A Polícia Civil, por meio da Delegacia Especializada de Atendimento à Mulher (Deam) e do Setor de Investigação de Crimes Sexuais e Feminicídio (Sefem), prendeu um homem nesta quarta-feira (15) em Campo Grande. Ele é suspeito de ter estuprado a irmã, que agora tem 18 anos, desde que ela tinha 15 anos. A prisão é parte da Operação Mulher Segura, coordenada pelo Ministério da Justiça e Segurança Pública.
A situação da vítima foi revelada quando ela deu entrada em um hospital com dores abdominais e crises convulsivas. Durante o atendimento, a jovem relatou aos profissionais de saúde que sofria abusos sexuais por parte do irmão e que o avô tinha ciência dos fatos, sendo conivente com os crimes.
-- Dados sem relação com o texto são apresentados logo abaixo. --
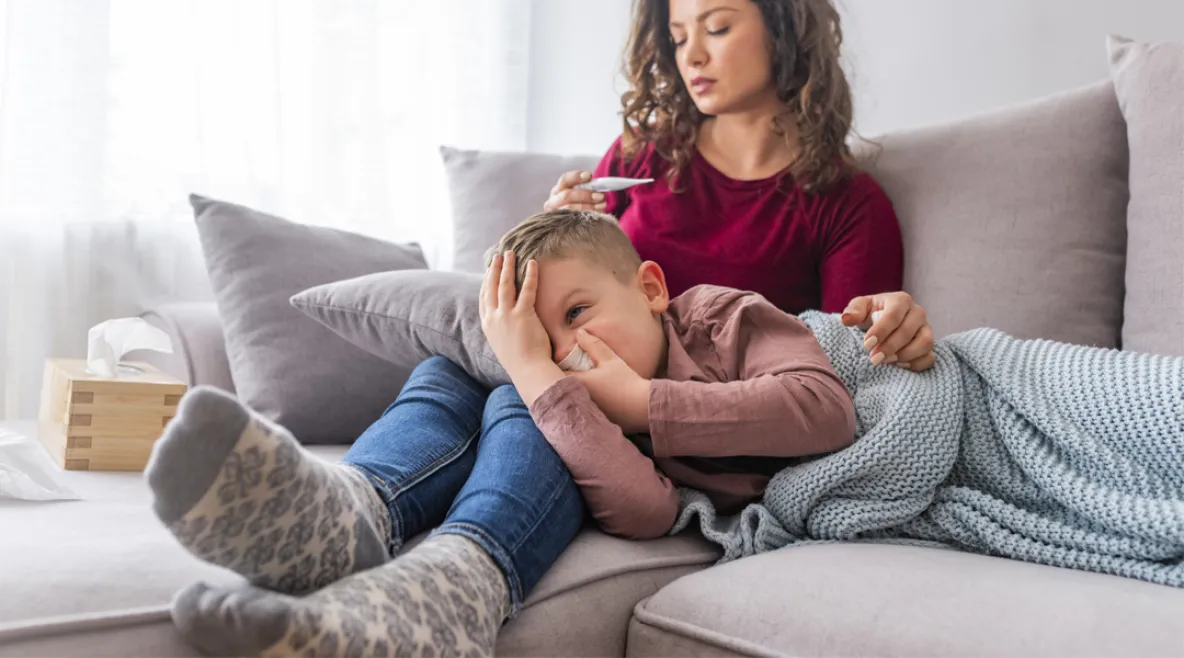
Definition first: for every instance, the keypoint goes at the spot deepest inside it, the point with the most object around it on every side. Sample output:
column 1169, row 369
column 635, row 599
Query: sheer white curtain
column 327, row 111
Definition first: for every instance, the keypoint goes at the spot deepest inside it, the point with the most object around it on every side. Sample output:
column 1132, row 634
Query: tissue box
column 91, row 423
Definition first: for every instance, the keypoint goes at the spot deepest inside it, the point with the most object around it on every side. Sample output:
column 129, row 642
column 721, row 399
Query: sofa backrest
column 1016, row 219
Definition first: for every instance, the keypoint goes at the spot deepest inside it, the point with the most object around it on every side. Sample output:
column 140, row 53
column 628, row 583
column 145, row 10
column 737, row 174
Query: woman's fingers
column 903, row 334
column 506, row 290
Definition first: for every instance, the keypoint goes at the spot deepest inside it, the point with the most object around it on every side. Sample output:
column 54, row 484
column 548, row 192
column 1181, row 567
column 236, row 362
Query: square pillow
column 1149, row 79
column 285, row 366
column 405, row 317
column 491, row 192
column 1015, row 218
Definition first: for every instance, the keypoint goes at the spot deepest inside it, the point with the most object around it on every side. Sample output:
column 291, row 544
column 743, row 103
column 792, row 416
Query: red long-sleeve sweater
column 800, row 251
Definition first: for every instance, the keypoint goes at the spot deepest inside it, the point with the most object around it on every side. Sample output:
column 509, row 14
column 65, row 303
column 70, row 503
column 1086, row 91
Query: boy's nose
column 561, row 350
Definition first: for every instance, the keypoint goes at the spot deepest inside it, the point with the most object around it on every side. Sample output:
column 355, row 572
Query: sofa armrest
column 199, row 347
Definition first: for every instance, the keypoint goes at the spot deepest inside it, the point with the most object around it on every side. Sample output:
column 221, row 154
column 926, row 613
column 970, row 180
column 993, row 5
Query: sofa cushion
column 490, row 192
column 284, row 366
column 95, row 578
column 1016, row 219
column 406, row 317
column 901, row 600
column 1150, row 83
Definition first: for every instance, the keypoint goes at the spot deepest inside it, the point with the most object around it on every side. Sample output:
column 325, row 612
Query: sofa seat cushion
column 905, row 600
column 95, row 578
Segundo a mulher, o irmão a ameaçava para forçá-la a se submeter aos abusos, dormindo no mesmo quarto e utilizando de intimidação para garantir seu silêncio.
A jovem acredita que a gravidez tenha ocorrido em novembro de 2025, após um dos episódios de abuso. O avô da vítima compareceu ao hospital, tentando se aproximar dela, o que foi interpretado pela polícia como uma tentativa de intimidação. Essa visita agravou o estado emocional da vítima e contribuiu para os episódios convulsivos, levando a equipe médica a afastar o avô e acionar a Polícia Militar.
Diante das evidências, a Justiça acatou o pedido de prisão preventiva do irmão, que foi detido pela equipe da Deam. Ele está sendo investigado pelo crime de estupro de vulnerável, com a possibilidade de aumento da pena por ser irmão da vítima. A jovem permanece internada, sedada e sob cuidados intensivos.
As investigações continuam para esclarecer a extensão dos abusos e a possível participação de outros envolvidos. No âmbito da Operação Mulher Segura, um mandado de prisão e busca e apreensão também foi realizado contra um homem investigado por tentativa de homicídio e femicídio. O caso se refere a um atropelamento que ocorreu em 30 de março, onde duas irmãs foram atingidas e o motorista fugiu sem prestar socorro.
Imagens de câmeras de segurança mostraram que o condutor desligou os faróis e acelerou em direção às vítimas antes de fugir em alta velocidade. Fragmentos do veículo foram identificados como compatíveis com um Toyota Corolla registrado em nome do suspeito. Durante seu depoimento, ele alegou ter vendido o carro, mas não apresentou documentação que comprovasse a venda. A Polícia Civil constatou que o veículo permaneceu em Campo Grande após o crime, o que contradiz a versão do investigado. Além disso, a análise da dinâmica do atropelamento e o histórico conturbado de relacionamentos com uma das vítimas reforçaram os indícios de sua autoria. A Justiça também acatou os pedidos da polícia para a prisão preventiva do suspeito e a busca e apreensão do veículo para perícia.